産経新聞 2019年3月6日
https://www.sankei.com/life/news/190306/lif1903060015-n1.html
国際社会の中で日本人の弱点や欠点とされていることがいくつかある。「会議では意見を言わない」「集団の陰に隠れて矢面に立たない」「自分は安全な位置にいて批判・評論だけする」「チャレンジ精神に乏しく消極的」「意思決定が遅い」などだ。こうした資質は先天的なものではなく、子供の頃に受けた教育の中で身に付く仕組みが(教師の意図とは別に)知らぬ間にできているのではないか。日本人の素晴らしい点はもちろんたくさんある。だが気づかぬうちに「弱み」が育成されぬよう留意したい。
弱みの一つに、自分の考えを持たず、発言したがらないことがある。学校での学びには公平な評価が必要だ。だからテストがあり学ぶことには正解がある。その当然の前提が「知らないこと=良くないこと」という意識をつくる。「そんなことも知らないの」とクラスメートや先生に笑われた経験は誰にでもあるだろう。その結果、「正しい答えは必ずあるものだ」「間違えたら無知をさらすことになり恥ずかしい」との意識が醸成され先生からの指名という危険をできるだけ回避したい心の習慣ができる。教師が指名すると「なんで私?」という顔をしたり、咄嗟(とっさ)に自分の後ろを振り向いて指名されたのは私ではなく後ろの人?というポーズをとるのは「指名されること=嫌なこと」という意識があるからだ。
違う意見を言うと笑われる危険性があるので「同じです」という答え方は、授業でも学級会でも安全な答え方としてよく使われる。答えが間違っていても、「みんなと同じ」である方が安全で心地よいのだ。こうした経験を小中高と積み重ねた結果、大人たちは講演や研修の場では、できるだけ後方の席からしか座らないようになる。指名される危険を回避する最善の方法だ。

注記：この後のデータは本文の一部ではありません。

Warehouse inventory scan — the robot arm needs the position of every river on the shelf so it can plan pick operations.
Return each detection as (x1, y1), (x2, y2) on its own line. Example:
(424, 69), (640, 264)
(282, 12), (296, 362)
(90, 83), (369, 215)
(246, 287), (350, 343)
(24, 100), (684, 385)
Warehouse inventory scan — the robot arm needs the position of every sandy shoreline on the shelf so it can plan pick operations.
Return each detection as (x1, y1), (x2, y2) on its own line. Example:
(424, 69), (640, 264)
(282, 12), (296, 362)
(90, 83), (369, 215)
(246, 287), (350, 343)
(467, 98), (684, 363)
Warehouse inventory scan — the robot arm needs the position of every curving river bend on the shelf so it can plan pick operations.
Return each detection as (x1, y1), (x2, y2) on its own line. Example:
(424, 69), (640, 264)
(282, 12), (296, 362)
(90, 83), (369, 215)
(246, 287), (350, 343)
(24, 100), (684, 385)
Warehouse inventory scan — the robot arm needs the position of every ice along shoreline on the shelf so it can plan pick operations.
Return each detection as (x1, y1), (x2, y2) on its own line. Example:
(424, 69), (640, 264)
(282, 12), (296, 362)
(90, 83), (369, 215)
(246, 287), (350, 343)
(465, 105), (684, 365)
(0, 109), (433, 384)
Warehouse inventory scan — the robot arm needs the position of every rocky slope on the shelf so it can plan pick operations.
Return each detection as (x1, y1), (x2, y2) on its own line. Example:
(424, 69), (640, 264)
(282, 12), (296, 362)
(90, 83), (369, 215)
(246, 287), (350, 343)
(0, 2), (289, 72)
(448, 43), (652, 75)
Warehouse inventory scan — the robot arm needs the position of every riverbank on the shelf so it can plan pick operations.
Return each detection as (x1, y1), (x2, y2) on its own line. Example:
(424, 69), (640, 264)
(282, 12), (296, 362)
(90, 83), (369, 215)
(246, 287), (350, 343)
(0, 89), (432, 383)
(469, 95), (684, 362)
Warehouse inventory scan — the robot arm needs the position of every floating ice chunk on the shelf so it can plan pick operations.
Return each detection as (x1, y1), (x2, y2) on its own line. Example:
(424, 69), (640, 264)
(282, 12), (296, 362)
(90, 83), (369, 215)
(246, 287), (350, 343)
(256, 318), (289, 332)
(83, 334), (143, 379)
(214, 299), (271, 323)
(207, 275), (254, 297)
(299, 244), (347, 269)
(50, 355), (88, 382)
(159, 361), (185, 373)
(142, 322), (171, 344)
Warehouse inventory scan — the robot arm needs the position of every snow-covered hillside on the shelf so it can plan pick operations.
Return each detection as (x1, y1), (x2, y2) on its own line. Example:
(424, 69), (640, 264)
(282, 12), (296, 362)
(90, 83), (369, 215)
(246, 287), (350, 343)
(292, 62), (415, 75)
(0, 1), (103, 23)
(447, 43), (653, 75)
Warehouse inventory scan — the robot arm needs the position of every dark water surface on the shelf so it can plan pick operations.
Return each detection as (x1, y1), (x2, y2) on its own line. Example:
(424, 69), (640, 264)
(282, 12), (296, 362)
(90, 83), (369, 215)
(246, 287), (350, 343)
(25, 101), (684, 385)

後ろの席から高みの見物をする習慣は、「ものは言わぬが勝ち」「当事者にならず評論する方が賢明」という心の習慣を次第に育む。
知らないことや問題が解けないことを恥ずかしがる一方で、「教えてもらっていないことはできなくて当然」「教えていない方が悪い」という思考回路も形成される。大人になってからの指示待ちの姿勢と失敗を恐れる姿勢につながり、企業研修での大きな課題となっている。国内外の会議でもだんまりを決め込み、自分の意見を持たず付和雷同する人たちは、会議後、決定されたことへの批判を仲間内で活発に意見交換し、フラストレーションを解消する。